2018 will be the fifth year of Howtogetfluent and it’s high time the site moved up several gears.
So, I’ve decided there’ll be no ambitious personal language learning goals for the first half of 2018. My better languages will be in maintenance mode and Basque chugging forward in low gear.
My main focus will be the expanding what I offer you on the site and YouTube channel.
This means (as I’d hoped last year) aiming to write more – and more regularly – about general aspects of langauge learning and learning particular languages in detail.
I’m now excited to be launching a new free video course on how to learn a langauge. Look out for that at the very beginning of 2018 (if you’re reading this after launch, you can get it through the sign up in the box at the right or at the bottom of this post. If you’re already a subscriber and would like a slice of the action, drop me an email and I’ll forward it to you)(UPDATE 7 Jan 18: the course is now live, so if you’re interested, follow the link at the top of this para or sign up in one of the boxes).
In connection with the course, I’ve set up a Facebook Group, the Howtogetfluent Language Learners’ Club, where we can share tips and encourage each other. You can join here. I’ll continue to maintain the existing (less interactive) Facebook page as a noticeboard as well, of course.
I also want to keep in touch far more regularly with subscribers via the email list (aka Language Learners’ Club).
Another aim for 2018 is to expand the “Recommended resources” section of the site with more of the tried and tested products that I find most helpful.
Vlogging on YouTube: anybody watching?
Over on the YouTube channel, I’ve loved doing the reports from language events and I know that many attendees have enjoyed them. I’m always nervous about going up to people and brandishing my camera…..
Since I started vlogging, I’ve also done some fun (but generally little-viewed) conceptual vlogs with the help of some game participants at the language events. There was “Core vocablulary”, one of my first vlogs back at the Polyglot Conference in New York in 2015. This year I put out the German Pronunciation Challenge (shot at Polyglot Gathering Berlin, 2016) and “Alpha to Omega” (from the Conference at Thessaloniki in autumn 2016).
Subscriber growth on the channel has been depressingly slow. Overall viewing figures in general, pretty dismal.
At times just feel stupid spending hours and hours producing vlogs some of which have barely been viewed a hundred times (and some of those are me checking that things are all set to go 😉 ).
I guess I’m not posting vids regularly enough or really establishing enough of a connection with viewers 🙁 It’s something to work on and all (constructive) comments and suggestions on the channel are welcome.
Still, at the end of the day, I love making the videos, every view counts and I keep getting new ideas for shoots.
So, in 2018 the YouTube channel won’t be going anywhere…. Erm, best rephrase that: I’ll keep plugging away at it in 2018 🙂
Keep your eye on the prize!
Sometimes, keeping going at what can feel like a thankless labour of love is the best you can do, be it in vlogging or language learning.
> Whether it’s my written Russian, my spoken Basque or your own language learning project, the road to success involves one step after another, sometimes after sliding backwards or losing one’s way. We should expect to learn through mistakes and, strange as it may sound, through forgetting, again and again.
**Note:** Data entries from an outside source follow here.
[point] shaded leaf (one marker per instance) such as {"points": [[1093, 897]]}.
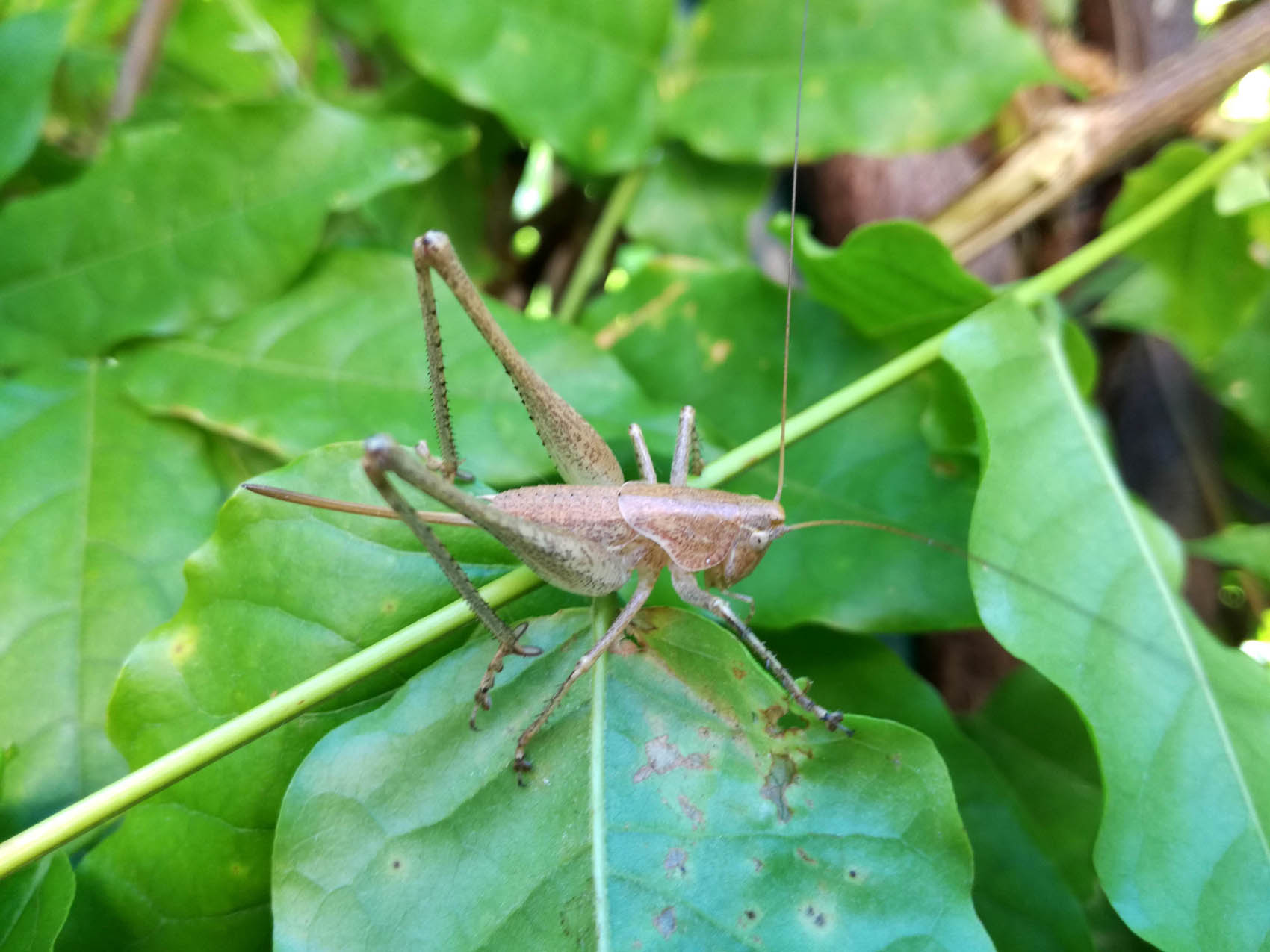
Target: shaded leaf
{"points": [[709, 824], [29, 49], [178, 223], [888, 277], [1201, 286], [34, 904], [342, 357], [94, 524], [1019, 892], [279, 593], [1242, 546], [1180, 721], [880, 78], [691, 206], [577, 74], [713, 339]]}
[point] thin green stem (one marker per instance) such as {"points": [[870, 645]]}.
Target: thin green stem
{"points": [[587, 270], [112, 800], [1085, 259]]}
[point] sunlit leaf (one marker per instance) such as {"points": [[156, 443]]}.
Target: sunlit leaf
{"points": [[94, 524], [190, 220], [691, 206], [279, 593], [34, 904], [1180, 723], [1019, 890], [669, 803]]}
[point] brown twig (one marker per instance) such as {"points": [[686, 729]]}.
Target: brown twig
{"points": [[139, 59], [1075, 143]]}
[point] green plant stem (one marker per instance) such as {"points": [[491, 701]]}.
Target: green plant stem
{"points": [[114, 799], [587, 270]]}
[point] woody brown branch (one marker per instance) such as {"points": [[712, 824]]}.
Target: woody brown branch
{"points": [[1072, 143]]}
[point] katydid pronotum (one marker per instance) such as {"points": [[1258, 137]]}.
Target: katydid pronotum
{"points": [[587, 536]]}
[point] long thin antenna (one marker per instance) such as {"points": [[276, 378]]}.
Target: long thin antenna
{"points": [[789, 264]]}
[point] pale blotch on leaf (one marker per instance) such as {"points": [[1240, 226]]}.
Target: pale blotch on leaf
{"points": [[664, 922], [182, 647]]}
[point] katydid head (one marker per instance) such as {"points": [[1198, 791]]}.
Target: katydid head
{"points": [[761, 520]]}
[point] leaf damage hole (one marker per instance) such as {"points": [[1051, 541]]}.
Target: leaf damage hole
{"points": [[778, 781], [664, 757], [664, 922], [695, 816], [816, 917]]}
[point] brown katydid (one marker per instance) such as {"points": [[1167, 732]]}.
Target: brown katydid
{"points": [[587, 536]]}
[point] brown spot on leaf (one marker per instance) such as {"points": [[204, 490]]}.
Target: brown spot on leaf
{"points": [[664, 757], [664, 922], [691, 812], [676, 863], [778, 778]]}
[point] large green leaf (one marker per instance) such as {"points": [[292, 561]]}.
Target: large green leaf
{"points": [[602, 81], [190, 220], [695, 207], [1181, 724], [98, 508], [1039, 743], [577, 74], [34, 904], [1201, 284], [29, 49], [1019, 890], [880, 78], [279, 593], [713, 339], [342, 357], [669, 801], [888, 277]]}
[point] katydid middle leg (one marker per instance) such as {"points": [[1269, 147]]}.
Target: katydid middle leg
{"points": [[687, 588]]}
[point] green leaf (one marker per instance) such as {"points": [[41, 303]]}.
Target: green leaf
{"points": [[94, 524], [711, 821], [888, 277], [1019, 892], [186, 221], [577, 74], [1242, 546], [1037, 739], [31, 46], [691, 206], [1180, 721], [342, 357], [1201, 286], [713, 339], [34, 904], [880, 78], [279, 593]]}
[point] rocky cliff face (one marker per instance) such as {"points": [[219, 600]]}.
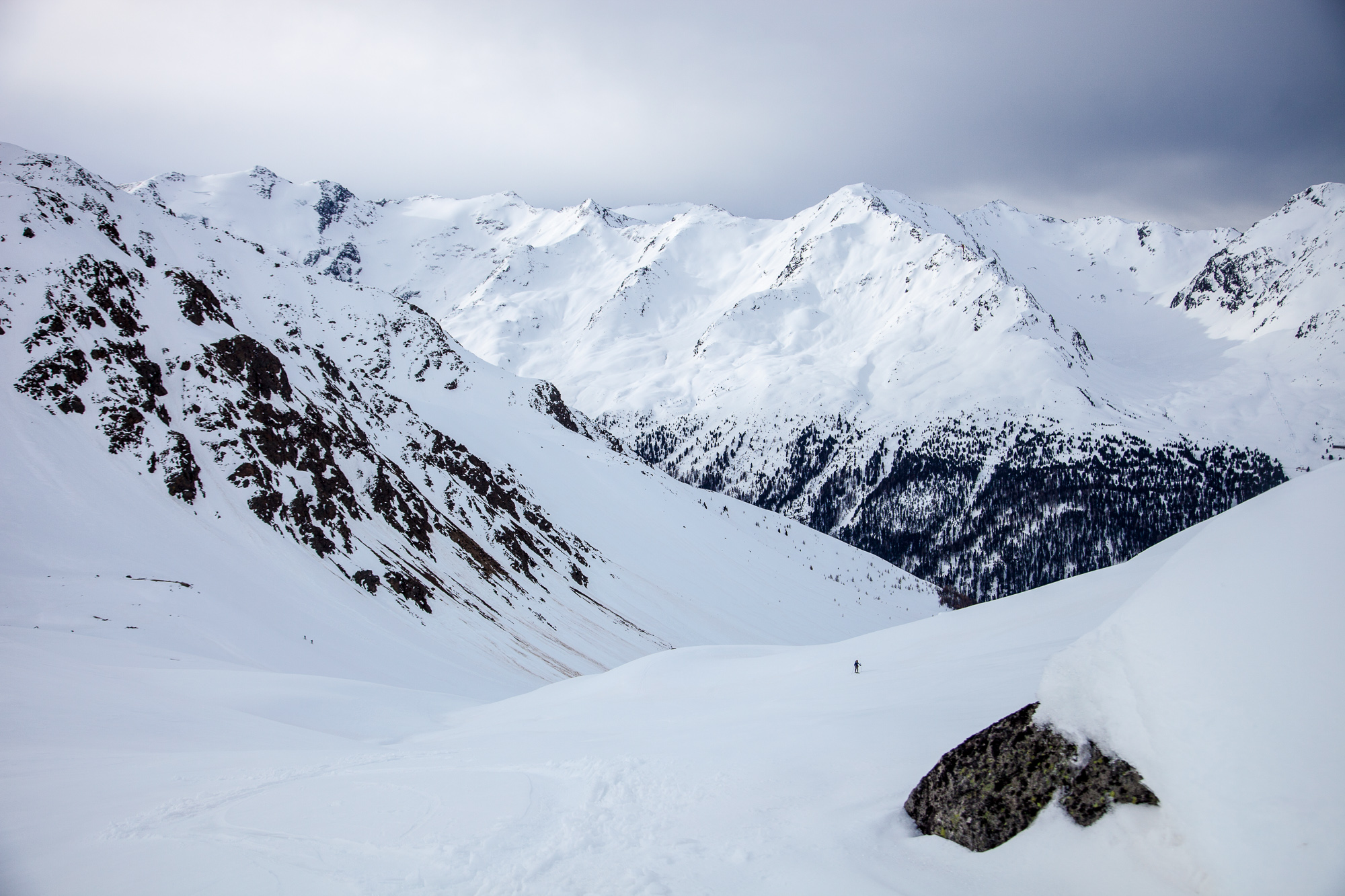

It’s still very well worth the inevitable frustrations.
Year in, year out, it never stops being a thrill to feel yourself gradually getting fluent….
I’ve loved working on the site for you in 2017. Let’s keep sharing our ups and downs and here’s to our language learning success in 2018, together! 🙂
Happy New Year/Bonne année/Blwyddyn Newydd Dda/Guten Rutsch/Hyvää uutta vuotta/Boldog új évet/Feliz Ano Novo/Urte berri on/Selamat Tahun Baru/С новым годом/Καλή χρονιά! and….in Icelandic: Gleðilegt nýtt ár.